There was precedent for the housecleaning as well as fortuitous timing. "This happens frequently in Jordan [that the King dismisses the government]," says Michael Young, opinion-pages editor of Lebanon's Daily Star. "The government was perceived to be a corrupt government. It was made up of businessmen who profited from their positions. So the King probably, considering what is going on elsewhere, was trying to block similar events in Jordan. It was a pre-emptive move."
"There is no comparison between Egypt and Jordan," an Islamic Action Front official told AFP. "The people there demand a regime change, but here we ask for political reforms and an elected government. We recognize and acknowledge the legitimacy of the Hashemites."
The law gives them little choice, of course. Direct criticism of the King is forbidden in Jordan, so the protesters who assembled outside the office of then Prime Minister Samir Rifai on Saturday did well to make their chants specific. "It is time for change. Our problem is Rifai," they chorused.
Independent observers judge that the respect for Jordan's royals is grounded in realpolitik. The Hashemite royal family hails from the Hejaz of what is now eastern Saudi Arabia and was given control of Jordan by the British mapmakers who (with the French) drew the borders of the modern Middle East. Once a collection of nomadic tribes in what was dubbed TransJordan, the modern kingdom is majority Palestinian, having absorbed a huge number of refugees from the land Jewish armies took over in 1948 to create Israel.
The current monarch's charismatic father, King Hussein, not only navigated the demographic landscape but proved so adept at accommodating assorted parties including Washington that he made himself seem indispensable. Abdullah II, who ascended to the throne in 1999, has garnered less glowing reviews. But he married a Palestinian, Queen Rania, and when protesters began gathering in Cairo, he had the wits to get out of the castle that is Amman and be seen inquiring as to the welfare of his subjects in the desert south of the capital.
"If such visits had been undertaken" by Cabinet members, the Jordan Times tut-tutted in an editorial this week, "if the grievances of the population had been made known, it could be that we would not have seen demonstrations, like those that occurred of late, against high prices and the low standard of living of some Jordanians."
Time will tell whether changing Prime Ministers does the trick. Before he left, Rifai lowered the price of bread and raised the pay of civil servants. But of the Arab states that may be vulnerable to the fever for greater democracy, Hiltermann places the Hashemite Kingdom well down the list.

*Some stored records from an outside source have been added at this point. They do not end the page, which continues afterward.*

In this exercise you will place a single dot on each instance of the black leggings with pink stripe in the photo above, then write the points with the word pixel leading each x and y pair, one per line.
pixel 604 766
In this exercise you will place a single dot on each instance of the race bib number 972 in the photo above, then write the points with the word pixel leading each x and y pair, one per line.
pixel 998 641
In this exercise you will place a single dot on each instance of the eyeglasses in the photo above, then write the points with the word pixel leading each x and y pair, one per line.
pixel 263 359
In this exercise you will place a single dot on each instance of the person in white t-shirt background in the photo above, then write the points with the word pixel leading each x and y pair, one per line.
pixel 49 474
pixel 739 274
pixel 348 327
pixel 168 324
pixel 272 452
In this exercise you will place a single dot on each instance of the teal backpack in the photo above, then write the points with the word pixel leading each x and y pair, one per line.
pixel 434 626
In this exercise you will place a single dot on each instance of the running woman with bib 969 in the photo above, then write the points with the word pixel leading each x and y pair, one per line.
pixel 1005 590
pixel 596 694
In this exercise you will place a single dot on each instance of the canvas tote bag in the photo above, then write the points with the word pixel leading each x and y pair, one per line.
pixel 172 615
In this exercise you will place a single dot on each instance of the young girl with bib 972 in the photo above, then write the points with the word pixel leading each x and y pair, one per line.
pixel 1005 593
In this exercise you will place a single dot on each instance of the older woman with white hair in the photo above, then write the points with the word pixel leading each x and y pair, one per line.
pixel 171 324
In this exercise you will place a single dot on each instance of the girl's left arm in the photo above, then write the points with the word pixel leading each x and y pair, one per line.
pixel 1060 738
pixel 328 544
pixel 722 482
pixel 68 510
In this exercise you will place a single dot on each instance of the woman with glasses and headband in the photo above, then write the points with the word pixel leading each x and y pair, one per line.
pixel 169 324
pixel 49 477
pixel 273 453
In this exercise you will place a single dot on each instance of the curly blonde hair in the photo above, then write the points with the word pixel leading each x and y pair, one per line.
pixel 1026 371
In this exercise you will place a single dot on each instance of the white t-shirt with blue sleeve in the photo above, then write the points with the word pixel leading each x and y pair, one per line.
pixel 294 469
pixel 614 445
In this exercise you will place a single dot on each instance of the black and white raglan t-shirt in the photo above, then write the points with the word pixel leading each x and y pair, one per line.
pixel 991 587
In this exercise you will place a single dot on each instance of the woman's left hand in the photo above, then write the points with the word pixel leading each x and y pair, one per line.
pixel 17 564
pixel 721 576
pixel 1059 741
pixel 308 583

"While the sort of demands being voiced across the region are very similar better governments, accountability, fighting corruption, political reform generally the countries we're dealing with are very different," says Hiltermann of the International Crisis Group. "The way these demands are being processed is going to differ from country to country. In Jordan we have a situation where a monarchy has been accepted historically as an outsider bringing together different tribes and populations across Jordan, especially the Palestinians. The monarchy plays a very specific role and has been accepted because of it. I think in Jordan the Hashemite monarchy has a lot of good will."
Young of the Daily Star agrees. "Jordan is different from the region," he says. "There are problems. But the monarchy is not the same as a Mubarak. Mubarak may have behaved like a King, but he was a tyrant, and perceptions are different. No one is going to demand the removal of the Hashemite dynasty. Sure, they can demand that the government be changed, or the removal of parliament, but things in Jordan are a little more complicated than they are in Egypt."